Martin Rolfe est sur la sellette après la vaste paralysie du trafic aérien enregistrée cette semaine au Royaume-Uni, à la suite d’une panne dont l’origine exacte reste à déterminer.
Martin Rolfe pourrait-il perdre son poste à la tête du National Air Traffic Services (NATS), l’organisme britannique de contrôle aérien ? Michael O’Leary, le directeur général de Ryanair, ne réclame rien de moins, au regard de sa gestion.

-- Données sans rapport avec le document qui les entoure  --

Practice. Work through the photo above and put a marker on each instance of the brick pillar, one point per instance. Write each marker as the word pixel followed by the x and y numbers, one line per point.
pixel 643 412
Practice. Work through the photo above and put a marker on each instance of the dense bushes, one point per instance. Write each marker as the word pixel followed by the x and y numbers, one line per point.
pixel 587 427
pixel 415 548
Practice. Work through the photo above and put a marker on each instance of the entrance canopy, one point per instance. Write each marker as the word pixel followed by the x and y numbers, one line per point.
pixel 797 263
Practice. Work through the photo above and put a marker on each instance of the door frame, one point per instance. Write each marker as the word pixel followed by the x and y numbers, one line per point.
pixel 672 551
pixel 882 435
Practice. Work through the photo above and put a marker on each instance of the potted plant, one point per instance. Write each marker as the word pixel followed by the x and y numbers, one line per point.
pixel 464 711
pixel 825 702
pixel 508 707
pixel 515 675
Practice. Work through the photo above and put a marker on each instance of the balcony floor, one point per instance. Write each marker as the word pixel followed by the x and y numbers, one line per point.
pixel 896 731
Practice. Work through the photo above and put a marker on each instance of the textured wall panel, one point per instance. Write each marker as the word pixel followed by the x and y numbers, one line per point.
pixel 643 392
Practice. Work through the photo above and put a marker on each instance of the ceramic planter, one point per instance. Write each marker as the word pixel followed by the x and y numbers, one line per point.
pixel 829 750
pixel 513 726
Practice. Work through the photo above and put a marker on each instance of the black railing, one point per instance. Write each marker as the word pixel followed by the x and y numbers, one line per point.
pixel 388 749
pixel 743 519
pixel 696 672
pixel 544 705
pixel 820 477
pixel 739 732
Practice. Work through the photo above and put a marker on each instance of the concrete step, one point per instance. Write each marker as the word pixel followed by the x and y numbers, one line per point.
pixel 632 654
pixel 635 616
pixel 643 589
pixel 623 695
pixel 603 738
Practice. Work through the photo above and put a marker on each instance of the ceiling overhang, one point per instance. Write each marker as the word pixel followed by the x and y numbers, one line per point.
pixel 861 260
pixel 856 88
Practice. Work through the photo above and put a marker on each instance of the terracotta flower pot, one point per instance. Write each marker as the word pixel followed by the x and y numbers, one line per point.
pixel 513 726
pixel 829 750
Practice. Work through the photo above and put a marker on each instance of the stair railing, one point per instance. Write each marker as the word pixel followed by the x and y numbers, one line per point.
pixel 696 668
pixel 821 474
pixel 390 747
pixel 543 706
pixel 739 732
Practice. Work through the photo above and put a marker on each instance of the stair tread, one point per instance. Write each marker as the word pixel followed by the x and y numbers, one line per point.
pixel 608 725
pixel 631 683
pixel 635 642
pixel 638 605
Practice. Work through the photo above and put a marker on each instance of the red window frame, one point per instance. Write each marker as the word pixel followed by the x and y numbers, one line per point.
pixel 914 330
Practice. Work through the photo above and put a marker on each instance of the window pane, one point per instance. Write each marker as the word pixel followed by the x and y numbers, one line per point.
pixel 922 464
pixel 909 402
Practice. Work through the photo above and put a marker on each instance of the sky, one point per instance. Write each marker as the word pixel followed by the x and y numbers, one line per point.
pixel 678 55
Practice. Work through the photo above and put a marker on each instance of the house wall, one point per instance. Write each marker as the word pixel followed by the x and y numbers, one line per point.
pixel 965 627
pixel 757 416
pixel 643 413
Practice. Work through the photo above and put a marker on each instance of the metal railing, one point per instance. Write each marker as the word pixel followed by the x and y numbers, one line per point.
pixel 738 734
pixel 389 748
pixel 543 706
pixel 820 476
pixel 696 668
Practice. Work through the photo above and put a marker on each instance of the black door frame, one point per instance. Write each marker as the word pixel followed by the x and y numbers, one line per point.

Le point de crispation concerne la panne enregistrée les 8 et 9 septembre par le NATS, qui a entraîné plus de 2 000 annulations de vols. Alors que le gouvernement exige des réponses dans un délai d’une semaine concernant l’incident, ses causes restent entourées de confusion.
Le patron de Ryanair affirme en effet que le contrôleur aérien lui aurait indiqué que le problème provenait d’un plan de vol défectueux, comme en 2023, lorsque deux points de navigation distincts portaient accidentellement le même nom dans un plan de vol.
Or, Martin Rolfe a soutenu le contraire sur BBC Radio, mercredi 9 septembre. Il a notamment évoqué « quelque chose de différent », tout en écartant la piste d’une cyberattaque. Autant dire qu’il existe désormais deux versions émanant de la même source.
« Il ment pour sauver son poste »
Pour Michael O’Leary, cela relève d’une stratégie de Martin Rolfe pour se sortir d’affaire. « Il ment pour sauver son poste », a accusé le dirigeant de la compagnie aérienne, connu pour son franc-parler, souvent très cash.
Il rappelle que le directeur du NATS avait juré devant les parlementaires, en 2023, qu’un tel incident ne se reproduirait plus. « Pourtant, il y a eu une panne en 2025 et une autre en 2026. Il avait également déclaré au Parlement que le NATS disposerait d’un système de secours efficace. Où est ce système de secours ? », s’interroge-t-il.
Le PDG de Ryanair appelle à limoger « cet homme », qui « touche un salaire de base de 500 000 livres sterling et une prime annuelle de près de 900 000 livres pour fournir le pire service de contrôle aérien d’Europe ».
Une nouvelle bataille judiciaire se profile
Sa diatribe n’épargne pas le gouvernement, en particulier la ministre des Transports, Heidi Alexander, qu’il accuse d’avoir convoqué Martin Rolfe « pour prendre le thé, probablement avec des biscuits au chocolat, et lui avoir demandé de rédiger un rapport sur sa propre erreur ».
« Pourquoi rédige-t-il lui-même son propre rapport ? Pourquoi laisserait-on un étudiant en échec corriger ses propres copies d’examen ? Le système britannique de contrôle aérien s’est effondré trois fois au cours des trois dernières années. Il n’y a eu aucune panne des mêmes systèmes en Espagne, en France, en Allemagne, en Irlande ou ailleurs en Europe. Et pourtant, ce type est toujours à son poste », cingle encore Michael O’Leary.
Le dirigeant, engagé dans une procédure judiciaire avec le NATS — à qui il réclame plus de 7 millions de livres sterling pour l’incident de 2023 — compte alourdir le dossier avec cette nouvelle panne. « Nous cherchons à faire en sorte que ce système ne tombe plus en panne. Et s’il tombe à nouveau en panne, il doit y avoir un système de secours », explique-t-il.